# lenses restoration kits



## driftwood2 (Jun 6, 2005)

Looking for feed back on Headlight lenses restoration kits that range from $10 to $34. Recommendation 

Or are there any around the house products that work just as well?


----------



## Chunkn' Charlie (Dec 30, 2004)

Break fluid does the same thing


----------



## Team S.A. Blue (Sep 8, 2004)

use the bug spray "off" i didnt believe it worked until my brother in law showed me that it does worrk


----------



## FLAT FISHY (Jun 22, 2006)

$1.99 a can "bar keeepers friend" powder or white colgate toothpaste


----------



## driftwood2 (Jun 6, 2005)

Charlies Custom Rods said:


> Break fluid does the same thing


On plastic lenses. I don't think so.


----------



## alvinslash (Jan 14, 2012)

i work at carquest in manvel and we use the 3m headlight lens restoration kit on all the old manvel cop cars and it works great but you have to have a drill. price is 24.99 but we have a 2 cool price aswell


----------



## Chunkn' Charlie (Dec 30, 2004)

driftwood2 said:


> On plastic lenses. I don't think so.


OK,

But that's what I used and it worked great.


----------



## BullyARed (Jun 19, 2010)

driftwood2 said:


> On plastic lenses. I don't think so.


2X. I don't buy this. Brake fluid even destroys paint coat! and this is plastic lens. I want to see a demo or proof.


----------



## garybryan (Nov 23, 2009)

FLAT FISHY said:


> $1.99 a can "bar keeepers friend" powder or white colgate toothpaste


X2 This was the method I used. I have a friend that runs a body shop and he uses 800 wet-or-dry sandpaper and wet sands them. The main thing about cleaning them is sealing them afterwards. I used canuba wax. If you don't seal them they will yellow in about 3 months.


----------



## BBCAT (Feb 2, 2010)

X2 on the 3M kit.

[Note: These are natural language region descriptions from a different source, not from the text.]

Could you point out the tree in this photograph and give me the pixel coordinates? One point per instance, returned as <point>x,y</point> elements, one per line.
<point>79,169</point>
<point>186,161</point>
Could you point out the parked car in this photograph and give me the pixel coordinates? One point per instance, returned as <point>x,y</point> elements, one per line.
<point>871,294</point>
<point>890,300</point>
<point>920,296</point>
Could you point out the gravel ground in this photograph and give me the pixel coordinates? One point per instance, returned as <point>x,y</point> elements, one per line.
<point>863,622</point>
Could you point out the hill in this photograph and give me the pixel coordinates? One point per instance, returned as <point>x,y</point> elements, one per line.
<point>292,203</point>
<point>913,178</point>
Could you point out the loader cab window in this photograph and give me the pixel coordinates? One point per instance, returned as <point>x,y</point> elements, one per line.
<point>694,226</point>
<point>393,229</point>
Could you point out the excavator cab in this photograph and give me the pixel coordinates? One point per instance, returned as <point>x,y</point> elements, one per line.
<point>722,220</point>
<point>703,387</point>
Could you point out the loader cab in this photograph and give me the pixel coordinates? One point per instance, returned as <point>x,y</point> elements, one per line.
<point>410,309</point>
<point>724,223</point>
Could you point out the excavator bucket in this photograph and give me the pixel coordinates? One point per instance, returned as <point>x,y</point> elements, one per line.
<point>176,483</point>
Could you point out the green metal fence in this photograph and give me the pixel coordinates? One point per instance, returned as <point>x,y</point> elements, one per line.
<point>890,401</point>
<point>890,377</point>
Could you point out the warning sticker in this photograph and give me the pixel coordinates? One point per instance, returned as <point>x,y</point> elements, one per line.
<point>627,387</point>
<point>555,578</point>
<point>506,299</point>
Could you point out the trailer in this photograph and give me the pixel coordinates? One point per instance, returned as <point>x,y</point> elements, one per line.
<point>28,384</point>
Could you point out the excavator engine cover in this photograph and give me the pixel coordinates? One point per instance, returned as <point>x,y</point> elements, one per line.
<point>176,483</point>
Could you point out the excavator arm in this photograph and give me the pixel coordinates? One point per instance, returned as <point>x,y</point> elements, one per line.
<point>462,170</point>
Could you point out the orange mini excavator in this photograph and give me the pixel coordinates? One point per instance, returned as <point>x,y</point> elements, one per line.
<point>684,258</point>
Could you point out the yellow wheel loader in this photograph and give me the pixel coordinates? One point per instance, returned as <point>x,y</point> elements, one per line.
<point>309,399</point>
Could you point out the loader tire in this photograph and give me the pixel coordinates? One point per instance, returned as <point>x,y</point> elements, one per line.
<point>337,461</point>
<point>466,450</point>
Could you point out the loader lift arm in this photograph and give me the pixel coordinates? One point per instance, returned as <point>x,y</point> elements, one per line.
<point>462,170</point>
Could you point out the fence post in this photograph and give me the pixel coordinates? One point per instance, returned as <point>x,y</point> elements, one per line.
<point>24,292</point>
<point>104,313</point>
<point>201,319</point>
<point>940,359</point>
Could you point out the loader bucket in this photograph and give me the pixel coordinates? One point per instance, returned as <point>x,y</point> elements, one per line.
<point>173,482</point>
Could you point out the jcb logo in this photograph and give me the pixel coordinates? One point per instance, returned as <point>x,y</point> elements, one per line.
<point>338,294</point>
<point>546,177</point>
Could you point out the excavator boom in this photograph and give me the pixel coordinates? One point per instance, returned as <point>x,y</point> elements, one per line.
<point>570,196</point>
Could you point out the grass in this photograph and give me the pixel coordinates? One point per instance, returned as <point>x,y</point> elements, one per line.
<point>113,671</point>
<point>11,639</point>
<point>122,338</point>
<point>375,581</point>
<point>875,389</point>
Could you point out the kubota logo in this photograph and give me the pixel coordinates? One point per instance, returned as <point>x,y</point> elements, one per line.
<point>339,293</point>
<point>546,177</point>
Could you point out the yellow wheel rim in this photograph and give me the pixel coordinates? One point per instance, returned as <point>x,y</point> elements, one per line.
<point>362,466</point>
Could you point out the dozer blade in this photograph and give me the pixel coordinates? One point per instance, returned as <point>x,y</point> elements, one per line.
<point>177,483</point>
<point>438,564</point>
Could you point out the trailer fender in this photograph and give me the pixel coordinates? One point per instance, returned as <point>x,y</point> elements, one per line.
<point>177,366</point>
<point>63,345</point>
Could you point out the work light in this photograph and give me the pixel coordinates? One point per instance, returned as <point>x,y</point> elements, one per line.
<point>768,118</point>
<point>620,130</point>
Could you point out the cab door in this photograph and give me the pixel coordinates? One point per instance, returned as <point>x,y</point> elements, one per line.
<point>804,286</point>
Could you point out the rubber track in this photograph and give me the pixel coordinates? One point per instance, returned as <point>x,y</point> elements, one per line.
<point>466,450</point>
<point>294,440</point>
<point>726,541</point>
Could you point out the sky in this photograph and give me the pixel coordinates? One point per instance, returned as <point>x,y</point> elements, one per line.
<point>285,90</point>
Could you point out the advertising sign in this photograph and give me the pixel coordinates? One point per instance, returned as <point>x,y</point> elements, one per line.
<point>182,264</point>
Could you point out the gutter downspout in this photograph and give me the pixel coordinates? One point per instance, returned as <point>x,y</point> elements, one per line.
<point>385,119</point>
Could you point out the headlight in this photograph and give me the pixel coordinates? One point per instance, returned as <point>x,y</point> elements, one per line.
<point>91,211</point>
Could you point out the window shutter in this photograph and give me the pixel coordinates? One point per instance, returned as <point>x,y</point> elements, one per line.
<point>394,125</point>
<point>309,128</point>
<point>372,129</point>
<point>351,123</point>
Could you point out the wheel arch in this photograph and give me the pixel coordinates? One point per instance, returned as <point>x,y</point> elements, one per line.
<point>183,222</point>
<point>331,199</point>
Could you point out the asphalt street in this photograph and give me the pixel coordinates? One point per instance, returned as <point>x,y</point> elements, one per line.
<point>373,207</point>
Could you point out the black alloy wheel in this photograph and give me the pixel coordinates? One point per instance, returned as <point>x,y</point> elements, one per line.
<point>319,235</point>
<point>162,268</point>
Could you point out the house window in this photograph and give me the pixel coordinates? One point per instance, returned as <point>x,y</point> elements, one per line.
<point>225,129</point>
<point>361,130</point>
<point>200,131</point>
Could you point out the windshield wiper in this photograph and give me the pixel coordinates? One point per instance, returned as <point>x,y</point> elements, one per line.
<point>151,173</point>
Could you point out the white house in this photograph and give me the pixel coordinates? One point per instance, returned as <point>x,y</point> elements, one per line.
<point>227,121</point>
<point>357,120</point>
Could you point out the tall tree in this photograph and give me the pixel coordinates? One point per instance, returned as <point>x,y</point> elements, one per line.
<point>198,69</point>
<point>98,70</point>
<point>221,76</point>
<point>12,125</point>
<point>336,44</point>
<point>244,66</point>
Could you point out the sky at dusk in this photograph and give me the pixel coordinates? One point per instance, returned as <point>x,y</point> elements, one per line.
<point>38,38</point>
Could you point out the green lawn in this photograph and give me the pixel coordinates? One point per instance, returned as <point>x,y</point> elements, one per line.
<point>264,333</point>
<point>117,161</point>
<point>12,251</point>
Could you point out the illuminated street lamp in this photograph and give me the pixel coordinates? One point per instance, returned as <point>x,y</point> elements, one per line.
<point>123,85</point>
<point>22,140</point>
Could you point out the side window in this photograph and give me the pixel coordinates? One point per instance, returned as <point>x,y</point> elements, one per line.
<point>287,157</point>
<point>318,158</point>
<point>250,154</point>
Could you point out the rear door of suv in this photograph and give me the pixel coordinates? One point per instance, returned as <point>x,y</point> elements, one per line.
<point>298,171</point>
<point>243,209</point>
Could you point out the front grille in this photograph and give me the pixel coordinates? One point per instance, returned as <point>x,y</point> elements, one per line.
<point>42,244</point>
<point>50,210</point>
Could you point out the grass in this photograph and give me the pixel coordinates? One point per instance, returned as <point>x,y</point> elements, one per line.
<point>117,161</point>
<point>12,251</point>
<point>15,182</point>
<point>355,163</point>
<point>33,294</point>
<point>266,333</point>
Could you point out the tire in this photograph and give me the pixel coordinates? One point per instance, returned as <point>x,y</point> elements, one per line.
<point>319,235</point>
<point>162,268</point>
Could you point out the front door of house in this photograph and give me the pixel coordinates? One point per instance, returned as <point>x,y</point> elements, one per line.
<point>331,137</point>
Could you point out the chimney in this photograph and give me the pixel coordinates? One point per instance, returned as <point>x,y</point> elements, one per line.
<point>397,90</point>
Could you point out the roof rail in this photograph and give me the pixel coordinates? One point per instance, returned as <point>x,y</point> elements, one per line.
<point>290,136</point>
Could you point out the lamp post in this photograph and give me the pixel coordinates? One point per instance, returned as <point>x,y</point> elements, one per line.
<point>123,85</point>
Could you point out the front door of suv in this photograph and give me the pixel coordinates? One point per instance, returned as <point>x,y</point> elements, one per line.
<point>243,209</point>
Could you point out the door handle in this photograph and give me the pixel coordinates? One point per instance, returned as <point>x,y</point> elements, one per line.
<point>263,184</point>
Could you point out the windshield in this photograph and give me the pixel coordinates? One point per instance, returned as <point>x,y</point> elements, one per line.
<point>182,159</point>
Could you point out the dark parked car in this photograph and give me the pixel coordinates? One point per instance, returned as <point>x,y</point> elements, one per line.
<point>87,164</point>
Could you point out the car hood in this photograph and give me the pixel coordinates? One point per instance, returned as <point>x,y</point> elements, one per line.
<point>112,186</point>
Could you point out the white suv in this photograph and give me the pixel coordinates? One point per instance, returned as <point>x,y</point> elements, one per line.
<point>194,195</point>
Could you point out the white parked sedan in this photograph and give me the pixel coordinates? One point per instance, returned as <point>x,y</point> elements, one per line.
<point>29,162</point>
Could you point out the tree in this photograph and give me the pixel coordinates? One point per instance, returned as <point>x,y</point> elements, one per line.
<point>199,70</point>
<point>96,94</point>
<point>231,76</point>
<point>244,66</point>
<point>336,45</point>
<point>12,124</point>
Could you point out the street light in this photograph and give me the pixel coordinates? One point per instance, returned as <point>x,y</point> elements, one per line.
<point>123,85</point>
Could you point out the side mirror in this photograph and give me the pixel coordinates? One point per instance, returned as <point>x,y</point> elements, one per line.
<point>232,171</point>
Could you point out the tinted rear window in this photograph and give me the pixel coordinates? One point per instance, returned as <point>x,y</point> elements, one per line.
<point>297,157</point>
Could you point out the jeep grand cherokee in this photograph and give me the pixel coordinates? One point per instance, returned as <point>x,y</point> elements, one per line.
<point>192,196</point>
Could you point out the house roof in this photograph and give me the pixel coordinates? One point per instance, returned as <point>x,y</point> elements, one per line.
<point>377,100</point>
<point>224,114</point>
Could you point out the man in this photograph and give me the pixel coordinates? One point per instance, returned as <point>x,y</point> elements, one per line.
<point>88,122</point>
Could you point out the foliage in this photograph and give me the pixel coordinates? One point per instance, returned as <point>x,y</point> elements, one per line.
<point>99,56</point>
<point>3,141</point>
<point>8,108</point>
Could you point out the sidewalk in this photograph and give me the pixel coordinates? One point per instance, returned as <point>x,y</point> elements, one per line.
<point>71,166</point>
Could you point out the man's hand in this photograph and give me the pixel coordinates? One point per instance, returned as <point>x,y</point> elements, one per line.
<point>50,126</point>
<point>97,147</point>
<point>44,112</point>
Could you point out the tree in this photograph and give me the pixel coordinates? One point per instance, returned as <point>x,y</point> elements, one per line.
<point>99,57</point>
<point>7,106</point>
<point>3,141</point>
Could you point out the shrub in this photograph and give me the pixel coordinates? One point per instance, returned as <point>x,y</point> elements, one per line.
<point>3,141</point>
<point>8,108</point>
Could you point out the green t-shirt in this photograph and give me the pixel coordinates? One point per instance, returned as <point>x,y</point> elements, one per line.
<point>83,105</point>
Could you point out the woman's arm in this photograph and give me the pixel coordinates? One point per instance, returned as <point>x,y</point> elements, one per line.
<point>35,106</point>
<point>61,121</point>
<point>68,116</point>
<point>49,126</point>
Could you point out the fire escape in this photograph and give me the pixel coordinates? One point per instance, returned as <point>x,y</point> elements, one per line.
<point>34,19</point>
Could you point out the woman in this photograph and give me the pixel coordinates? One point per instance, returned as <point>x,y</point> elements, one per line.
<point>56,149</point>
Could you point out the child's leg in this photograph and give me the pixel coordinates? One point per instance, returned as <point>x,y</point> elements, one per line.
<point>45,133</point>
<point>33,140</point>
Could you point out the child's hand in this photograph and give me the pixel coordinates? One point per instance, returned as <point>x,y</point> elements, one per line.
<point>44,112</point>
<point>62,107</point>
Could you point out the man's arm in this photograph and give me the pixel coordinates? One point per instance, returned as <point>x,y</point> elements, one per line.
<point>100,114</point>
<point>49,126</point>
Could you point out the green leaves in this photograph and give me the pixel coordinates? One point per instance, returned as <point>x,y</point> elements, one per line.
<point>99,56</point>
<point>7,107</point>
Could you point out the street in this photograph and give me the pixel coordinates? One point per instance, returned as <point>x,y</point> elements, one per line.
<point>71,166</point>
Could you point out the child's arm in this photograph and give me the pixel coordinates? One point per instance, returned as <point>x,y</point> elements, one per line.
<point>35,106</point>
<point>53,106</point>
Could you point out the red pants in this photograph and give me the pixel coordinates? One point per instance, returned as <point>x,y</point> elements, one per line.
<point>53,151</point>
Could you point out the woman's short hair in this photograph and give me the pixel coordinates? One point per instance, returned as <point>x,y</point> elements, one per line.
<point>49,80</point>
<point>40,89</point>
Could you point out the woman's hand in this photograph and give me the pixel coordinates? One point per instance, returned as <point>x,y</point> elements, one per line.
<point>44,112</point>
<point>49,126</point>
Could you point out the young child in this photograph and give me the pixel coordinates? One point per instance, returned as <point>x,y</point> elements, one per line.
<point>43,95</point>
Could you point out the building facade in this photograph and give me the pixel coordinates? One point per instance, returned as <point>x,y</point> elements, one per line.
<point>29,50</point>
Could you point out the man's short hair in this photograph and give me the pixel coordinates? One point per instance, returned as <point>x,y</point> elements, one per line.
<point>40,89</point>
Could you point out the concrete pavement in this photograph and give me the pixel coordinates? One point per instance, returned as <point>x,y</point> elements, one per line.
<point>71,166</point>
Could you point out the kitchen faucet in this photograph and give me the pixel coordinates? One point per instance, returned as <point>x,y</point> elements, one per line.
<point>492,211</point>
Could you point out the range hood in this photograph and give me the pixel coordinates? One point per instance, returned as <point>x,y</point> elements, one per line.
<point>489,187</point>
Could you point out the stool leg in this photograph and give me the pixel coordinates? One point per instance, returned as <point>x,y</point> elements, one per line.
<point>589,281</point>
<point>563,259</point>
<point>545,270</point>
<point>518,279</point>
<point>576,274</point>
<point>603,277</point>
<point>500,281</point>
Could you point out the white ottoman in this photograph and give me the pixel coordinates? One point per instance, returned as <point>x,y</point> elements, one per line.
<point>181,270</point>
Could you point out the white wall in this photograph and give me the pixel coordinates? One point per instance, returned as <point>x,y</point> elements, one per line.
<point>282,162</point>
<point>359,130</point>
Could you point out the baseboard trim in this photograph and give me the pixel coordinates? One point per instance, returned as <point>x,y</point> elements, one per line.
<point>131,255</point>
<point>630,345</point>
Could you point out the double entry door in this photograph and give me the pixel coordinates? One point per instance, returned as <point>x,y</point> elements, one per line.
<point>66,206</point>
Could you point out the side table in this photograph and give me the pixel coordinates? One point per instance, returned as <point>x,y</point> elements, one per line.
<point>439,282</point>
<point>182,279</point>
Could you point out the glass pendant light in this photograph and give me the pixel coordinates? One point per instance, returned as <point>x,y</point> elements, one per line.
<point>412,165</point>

I did my 99 Tacoma and it worked great.


----------



## sea hunt 202 (Nov 24, 2011)

I use polishing compound just take your time, no drill needed


----------



## scuppersancho (May 25, 2006)

I bought the 3M kit too and it worked great

got mine on sale for $10

http://www.oreillyauto.com/site/c/d...1_624&keyword=3m+headlight&pt=N1843&ppt=C0171


----------



## fishingcacher (Mar 29, 2008)

Motorweek recommends Permantex

http://www.motorweek.org/features/goss_garage/clearing_up_cloudy_headlights


----------



## fishbowl365 (Mar 9, 2005)

toothpaste and a cheap random orbital buffer


----------